以 p010 格式為例，每一個 U 或 V 都占 2 個字節，第一個 V 樣本前有 2 個字節被 U 樣本占了，所以 U 分量的 offset 值是 0，V 分量的 offset 值是 2。因此這個字段確定了當前 plane 中 U 和 V排列的順序。

int shift

右移位數，表示將對應內存單元的值右移多少位可以得到實際值。

以 p010 格式為例，位深是 10，而內存對齊后每一個 Y、U、V 樣本占 16 bit，那么 10 位的數據放在 16 位的內存單元中，是占據高 10 位還是占據低 10 位，就是由 shift 值決定的。p010 格式中，各分量的 shift 值都是 6 ，表示數據放在高 10 位。從 Y plane 中獲取第一個 Y 樣本的值，示意代碼如下：

uint8_t y_plane[1280*2];
uint16_t *p_y0 = (uint16_t *)y_plane;
uint16_t y0 = (*p_y0) >> 6;

yuv420p10le 格式中各分量的 shift 值都是 0 ，表示數據放在低 10 位。從 Y plane 中獲取第一個 Y 樣本的值，示意代碼如下：

uint8_t y_plane[1280*2];
uint16_t *p_y0 = (uint16_t *)y_plane;
uint16_t y0 = (*p_y0) >> 0;

int depth

當前分量每個樣本的位寬度，即位深。

上述參數中，plane 表示分量所在的 plane 的序號，offset 表示多個分量交織存放在同一個 plane 中時的排列順序(如 p010 格式的 UV plane 中 U 在前 V 在后)，step、shift 和 depth 則是和內存對齊相關，例如 p010 格式 depth 是 10(bit)， step 是 2(字節)，shift 是 6(bit)，表示每個 10 bit 的樣本占用 16 bit(2 字節)的內存單元，低 6 位是無用位(高位對齊，靠左對齊)。
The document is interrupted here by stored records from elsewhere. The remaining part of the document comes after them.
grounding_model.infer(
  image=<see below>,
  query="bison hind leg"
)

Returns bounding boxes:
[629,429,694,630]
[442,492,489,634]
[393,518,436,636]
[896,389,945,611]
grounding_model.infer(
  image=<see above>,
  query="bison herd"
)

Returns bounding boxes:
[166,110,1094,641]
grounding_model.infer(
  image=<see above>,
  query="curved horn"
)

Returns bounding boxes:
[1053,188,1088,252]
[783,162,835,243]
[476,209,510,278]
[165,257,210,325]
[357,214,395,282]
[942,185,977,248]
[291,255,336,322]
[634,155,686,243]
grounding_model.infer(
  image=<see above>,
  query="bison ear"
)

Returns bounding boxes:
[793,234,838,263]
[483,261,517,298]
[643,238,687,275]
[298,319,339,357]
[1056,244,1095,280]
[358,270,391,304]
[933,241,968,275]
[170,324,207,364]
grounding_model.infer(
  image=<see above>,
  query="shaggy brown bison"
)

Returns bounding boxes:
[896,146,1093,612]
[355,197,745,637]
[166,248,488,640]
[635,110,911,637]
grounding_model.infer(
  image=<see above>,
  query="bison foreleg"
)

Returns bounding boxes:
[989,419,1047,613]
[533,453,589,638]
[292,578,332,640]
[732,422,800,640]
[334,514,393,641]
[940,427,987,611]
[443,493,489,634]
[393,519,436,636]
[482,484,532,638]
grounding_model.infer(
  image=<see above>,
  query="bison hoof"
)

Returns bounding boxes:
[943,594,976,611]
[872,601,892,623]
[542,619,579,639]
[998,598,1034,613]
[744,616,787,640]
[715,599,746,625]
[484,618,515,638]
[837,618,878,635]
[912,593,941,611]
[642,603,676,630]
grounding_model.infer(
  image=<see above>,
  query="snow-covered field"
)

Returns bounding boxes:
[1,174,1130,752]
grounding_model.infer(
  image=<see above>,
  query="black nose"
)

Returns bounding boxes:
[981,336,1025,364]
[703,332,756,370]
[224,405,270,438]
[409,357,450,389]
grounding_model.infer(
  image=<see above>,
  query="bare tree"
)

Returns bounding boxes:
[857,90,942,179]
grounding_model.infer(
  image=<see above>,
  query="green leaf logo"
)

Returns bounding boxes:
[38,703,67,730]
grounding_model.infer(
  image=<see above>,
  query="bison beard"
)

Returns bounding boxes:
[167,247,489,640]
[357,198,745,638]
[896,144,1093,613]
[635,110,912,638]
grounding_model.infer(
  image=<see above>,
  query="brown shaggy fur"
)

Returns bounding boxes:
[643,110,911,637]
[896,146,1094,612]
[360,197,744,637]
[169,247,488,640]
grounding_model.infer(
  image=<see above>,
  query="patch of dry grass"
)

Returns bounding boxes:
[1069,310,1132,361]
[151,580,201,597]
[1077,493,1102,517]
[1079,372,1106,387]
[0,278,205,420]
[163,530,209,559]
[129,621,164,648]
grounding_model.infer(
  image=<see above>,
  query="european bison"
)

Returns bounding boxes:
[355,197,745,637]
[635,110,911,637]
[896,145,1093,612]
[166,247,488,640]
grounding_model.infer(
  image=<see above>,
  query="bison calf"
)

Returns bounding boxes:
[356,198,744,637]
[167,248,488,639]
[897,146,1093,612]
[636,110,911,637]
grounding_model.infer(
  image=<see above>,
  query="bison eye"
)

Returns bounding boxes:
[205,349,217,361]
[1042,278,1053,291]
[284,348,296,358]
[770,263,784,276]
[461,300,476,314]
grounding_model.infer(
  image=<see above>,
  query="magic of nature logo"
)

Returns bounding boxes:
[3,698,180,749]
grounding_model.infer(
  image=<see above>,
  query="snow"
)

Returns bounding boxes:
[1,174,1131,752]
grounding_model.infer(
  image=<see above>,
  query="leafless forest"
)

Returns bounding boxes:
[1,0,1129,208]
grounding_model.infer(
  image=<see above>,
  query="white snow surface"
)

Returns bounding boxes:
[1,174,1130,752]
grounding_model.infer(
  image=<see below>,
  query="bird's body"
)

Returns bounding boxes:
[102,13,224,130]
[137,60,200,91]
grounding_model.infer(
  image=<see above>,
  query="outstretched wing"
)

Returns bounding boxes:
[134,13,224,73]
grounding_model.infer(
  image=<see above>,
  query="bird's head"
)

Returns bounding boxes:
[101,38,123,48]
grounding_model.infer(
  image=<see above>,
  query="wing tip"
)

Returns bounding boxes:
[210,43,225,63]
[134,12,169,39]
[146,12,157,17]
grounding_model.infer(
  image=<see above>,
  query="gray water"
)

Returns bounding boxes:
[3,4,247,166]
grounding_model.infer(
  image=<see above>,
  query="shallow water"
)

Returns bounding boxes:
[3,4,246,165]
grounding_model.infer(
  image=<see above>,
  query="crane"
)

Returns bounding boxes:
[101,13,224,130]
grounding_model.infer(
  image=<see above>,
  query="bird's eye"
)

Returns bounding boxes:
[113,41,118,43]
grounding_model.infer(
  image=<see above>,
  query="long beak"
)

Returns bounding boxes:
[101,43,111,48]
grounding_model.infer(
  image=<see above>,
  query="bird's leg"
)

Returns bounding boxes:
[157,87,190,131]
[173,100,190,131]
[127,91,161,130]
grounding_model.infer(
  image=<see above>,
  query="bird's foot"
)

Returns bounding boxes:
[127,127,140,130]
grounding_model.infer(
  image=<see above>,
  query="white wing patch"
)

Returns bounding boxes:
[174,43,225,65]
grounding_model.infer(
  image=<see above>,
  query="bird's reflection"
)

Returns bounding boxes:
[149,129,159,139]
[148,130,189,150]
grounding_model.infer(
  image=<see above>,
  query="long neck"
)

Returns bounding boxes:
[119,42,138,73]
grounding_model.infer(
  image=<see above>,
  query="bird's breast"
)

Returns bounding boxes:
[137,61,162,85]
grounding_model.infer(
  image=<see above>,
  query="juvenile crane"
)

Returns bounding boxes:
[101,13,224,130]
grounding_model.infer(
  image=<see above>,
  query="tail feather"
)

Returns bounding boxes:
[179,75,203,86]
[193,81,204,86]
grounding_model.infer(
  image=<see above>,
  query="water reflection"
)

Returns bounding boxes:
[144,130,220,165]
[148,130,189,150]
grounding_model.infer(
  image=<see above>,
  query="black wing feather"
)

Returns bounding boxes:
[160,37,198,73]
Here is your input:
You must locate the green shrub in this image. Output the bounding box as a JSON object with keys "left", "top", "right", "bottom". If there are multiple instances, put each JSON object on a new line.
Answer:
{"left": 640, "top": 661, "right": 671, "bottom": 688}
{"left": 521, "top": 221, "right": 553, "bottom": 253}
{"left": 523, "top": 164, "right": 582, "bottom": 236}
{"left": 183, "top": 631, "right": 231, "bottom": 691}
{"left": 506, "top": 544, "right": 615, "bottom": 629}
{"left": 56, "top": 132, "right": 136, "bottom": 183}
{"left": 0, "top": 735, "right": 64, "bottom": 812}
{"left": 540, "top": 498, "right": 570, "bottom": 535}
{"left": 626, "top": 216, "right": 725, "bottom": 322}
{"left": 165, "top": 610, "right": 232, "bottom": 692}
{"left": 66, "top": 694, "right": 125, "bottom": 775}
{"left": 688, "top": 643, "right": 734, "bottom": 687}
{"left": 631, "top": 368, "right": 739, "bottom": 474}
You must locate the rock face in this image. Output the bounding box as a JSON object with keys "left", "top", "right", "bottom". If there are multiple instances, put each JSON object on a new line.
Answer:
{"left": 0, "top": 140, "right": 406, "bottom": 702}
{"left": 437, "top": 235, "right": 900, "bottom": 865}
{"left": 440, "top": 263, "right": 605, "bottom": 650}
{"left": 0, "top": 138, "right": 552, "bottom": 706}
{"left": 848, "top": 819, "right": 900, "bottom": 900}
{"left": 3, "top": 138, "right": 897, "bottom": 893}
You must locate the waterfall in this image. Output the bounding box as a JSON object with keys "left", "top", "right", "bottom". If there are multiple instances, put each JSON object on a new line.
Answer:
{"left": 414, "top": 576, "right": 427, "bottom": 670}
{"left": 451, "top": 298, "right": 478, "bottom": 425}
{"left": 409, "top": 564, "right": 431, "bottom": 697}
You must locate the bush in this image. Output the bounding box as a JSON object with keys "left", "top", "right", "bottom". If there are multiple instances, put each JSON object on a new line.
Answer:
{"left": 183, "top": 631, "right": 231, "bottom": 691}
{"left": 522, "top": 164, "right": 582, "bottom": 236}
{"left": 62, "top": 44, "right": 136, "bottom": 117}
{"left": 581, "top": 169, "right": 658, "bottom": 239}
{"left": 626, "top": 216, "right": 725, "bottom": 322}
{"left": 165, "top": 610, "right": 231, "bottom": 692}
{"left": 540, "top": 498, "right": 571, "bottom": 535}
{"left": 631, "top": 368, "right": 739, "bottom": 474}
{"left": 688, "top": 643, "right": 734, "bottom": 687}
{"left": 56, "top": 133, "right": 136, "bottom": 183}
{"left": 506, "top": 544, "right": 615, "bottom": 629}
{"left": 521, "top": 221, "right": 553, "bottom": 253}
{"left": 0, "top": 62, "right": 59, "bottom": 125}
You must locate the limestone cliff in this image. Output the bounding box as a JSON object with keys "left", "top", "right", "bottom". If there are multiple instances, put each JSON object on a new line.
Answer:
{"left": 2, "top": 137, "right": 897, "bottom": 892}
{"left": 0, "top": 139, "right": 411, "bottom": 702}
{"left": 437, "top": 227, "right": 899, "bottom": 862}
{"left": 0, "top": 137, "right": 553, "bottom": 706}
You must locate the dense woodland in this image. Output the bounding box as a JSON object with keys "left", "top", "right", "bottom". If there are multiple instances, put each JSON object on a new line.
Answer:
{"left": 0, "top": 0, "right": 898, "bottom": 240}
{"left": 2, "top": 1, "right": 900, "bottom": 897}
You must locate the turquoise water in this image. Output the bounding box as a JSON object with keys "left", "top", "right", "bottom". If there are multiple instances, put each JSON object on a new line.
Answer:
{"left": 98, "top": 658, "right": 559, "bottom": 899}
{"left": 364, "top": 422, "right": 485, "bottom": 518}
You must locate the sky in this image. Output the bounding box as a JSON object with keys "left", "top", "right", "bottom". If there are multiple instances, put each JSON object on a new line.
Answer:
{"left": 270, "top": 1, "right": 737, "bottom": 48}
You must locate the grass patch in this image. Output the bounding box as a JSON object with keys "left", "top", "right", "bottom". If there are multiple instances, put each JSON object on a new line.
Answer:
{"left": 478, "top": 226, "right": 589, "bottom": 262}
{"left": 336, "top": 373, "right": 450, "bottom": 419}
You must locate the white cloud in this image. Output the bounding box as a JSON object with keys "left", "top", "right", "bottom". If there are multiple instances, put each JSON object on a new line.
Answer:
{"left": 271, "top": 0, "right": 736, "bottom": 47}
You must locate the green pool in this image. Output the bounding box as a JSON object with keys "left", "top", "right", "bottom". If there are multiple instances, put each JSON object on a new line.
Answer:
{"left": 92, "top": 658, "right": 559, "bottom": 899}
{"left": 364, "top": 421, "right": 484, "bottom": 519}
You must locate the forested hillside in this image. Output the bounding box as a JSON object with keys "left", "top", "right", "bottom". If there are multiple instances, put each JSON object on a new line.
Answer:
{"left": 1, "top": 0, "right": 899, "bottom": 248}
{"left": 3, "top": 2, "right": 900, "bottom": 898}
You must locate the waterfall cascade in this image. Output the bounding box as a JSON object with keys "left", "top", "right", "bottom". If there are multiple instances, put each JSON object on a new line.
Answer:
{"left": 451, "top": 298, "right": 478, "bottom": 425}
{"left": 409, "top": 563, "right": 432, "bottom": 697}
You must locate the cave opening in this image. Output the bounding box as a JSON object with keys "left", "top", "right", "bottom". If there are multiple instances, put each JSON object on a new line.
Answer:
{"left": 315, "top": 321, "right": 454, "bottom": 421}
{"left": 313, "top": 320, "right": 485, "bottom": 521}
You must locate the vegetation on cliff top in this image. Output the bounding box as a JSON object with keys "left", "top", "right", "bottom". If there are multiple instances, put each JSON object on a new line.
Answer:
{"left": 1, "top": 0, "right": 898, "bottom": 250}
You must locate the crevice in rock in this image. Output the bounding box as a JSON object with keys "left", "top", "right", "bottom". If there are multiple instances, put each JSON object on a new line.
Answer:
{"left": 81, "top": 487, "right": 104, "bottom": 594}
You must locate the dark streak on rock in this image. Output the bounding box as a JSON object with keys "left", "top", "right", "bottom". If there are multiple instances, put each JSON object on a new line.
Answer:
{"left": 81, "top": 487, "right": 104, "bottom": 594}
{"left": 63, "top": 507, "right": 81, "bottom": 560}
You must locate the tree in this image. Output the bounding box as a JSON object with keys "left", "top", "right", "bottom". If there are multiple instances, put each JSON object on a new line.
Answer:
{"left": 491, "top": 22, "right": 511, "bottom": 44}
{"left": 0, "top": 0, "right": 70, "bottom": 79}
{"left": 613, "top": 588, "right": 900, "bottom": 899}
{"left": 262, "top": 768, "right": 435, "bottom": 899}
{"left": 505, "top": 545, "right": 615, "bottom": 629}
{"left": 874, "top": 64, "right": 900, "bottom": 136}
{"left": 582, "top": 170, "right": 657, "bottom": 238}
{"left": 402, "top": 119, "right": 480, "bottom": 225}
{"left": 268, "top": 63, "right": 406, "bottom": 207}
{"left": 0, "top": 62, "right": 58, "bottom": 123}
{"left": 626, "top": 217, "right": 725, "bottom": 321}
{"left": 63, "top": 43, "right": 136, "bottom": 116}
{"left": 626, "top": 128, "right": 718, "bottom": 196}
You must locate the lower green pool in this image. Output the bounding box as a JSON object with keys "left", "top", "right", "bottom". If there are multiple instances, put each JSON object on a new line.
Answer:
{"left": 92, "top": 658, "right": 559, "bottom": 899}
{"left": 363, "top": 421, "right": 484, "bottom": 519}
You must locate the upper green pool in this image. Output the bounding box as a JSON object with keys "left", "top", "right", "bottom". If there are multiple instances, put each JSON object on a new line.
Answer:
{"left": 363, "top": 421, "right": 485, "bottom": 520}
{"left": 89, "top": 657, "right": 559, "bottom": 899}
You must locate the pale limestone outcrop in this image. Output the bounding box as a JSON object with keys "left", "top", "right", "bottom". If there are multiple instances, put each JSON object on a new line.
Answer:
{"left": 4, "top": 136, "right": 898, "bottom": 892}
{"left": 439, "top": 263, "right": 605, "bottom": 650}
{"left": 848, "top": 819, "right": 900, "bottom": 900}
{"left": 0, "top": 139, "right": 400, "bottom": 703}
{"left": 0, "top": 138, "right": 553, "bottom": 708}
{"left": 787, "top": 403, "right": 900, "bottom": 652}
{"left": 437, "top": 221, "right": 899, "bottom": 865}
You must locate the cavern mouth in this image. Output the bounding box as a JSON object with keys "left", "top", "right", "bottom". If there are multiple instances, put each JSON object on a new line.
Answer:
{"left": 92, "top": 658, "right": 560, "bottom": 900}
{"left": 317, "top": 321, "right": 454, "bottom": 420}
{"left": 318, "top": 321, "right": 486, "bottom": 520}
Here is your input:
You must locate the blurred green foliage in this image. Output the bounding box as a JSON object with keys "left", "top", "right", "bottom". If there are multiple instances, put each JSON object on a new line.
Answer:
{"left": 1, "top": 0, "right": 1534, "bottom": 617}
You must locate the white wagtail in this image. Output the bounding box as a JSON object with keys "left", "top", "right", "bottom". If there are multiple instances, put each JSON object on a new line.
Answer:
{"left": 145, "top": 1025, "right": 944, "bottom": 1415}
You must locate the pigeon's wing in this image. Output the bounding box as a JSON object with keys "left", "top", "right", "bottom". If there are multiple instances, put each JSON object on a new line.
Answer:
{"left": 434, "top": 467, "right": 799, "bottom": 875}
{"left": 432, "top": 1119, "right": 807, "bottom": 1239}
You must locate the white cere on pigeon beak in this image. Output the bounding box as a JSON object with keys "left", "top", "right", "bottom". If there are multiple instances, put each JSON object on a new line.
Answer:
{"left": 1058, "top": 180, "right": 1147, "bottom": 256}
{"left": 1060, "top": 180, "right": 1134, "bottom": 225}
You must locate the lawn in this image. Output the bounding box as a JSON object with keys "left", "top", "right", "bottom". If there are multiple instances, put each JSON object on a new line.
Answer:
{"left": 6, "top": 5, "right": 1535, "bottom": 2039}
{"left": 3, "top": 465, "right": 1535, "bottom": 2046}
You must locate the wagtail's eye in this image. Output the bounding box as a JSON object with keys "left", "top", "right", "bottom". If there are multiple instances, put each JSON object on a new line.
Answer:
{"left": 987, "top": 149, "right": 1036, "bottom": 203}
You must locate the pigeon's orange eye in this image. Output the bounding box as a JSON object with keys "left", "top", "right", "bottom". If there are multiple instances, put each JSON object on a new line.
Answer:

3.3 節將詳細解釋幾個常用像素格式各具體參數的含義。

3.2.4 av_pix_fmt_descriptors[]

av_pix_fmt_descriptors 是 FFmpeg 中定義各個像素格式的實際格式的。這個數組非常重要，當不知道具體的某個像素格式的實現細節時，查看此數組中的定義即可明白。常用的有代表性的幾個像素格式將在下一節具體分析。

如下是 yuv420p 像素格式的定義：

static const AVPixFmtDescriptor av_pix_fmt_descriptors[AV_PIX_FMT_NB] = {
    [AV_PIX_FMT_YUV420P] = {
        .name = "yuv420p",
        .nb_components = 3,
        .log2_chroma_w = 1,
        .log2_chroma_h = 1,
        .comp = {
            { 0, 1, 0, 0, 8, 0, 7, 1 },        /* Y */
            { 1, 1, 0, 0, 8, 0, 7, 1 },        /* U */
            { 2, 1, 0, 0, 8, 0, 7, 1 },        /* V */
        },
        .flags = AV_PIX_FMT_FLAG_PLANAR,
    },
    ......
}

3.3 典型像素格式實例分析

FFmpeg 中所有的像素格式都定義在 av_pix_fmt_descriptors[] 數組中。下面只列出最常用到的幾個像素格式進行分析：

3.3.1 像素格式 yuv420p

yuv420p 格式有 Y、U、V 三個分量，分別存放在 plane 0，plane 1 和 plane 2 中。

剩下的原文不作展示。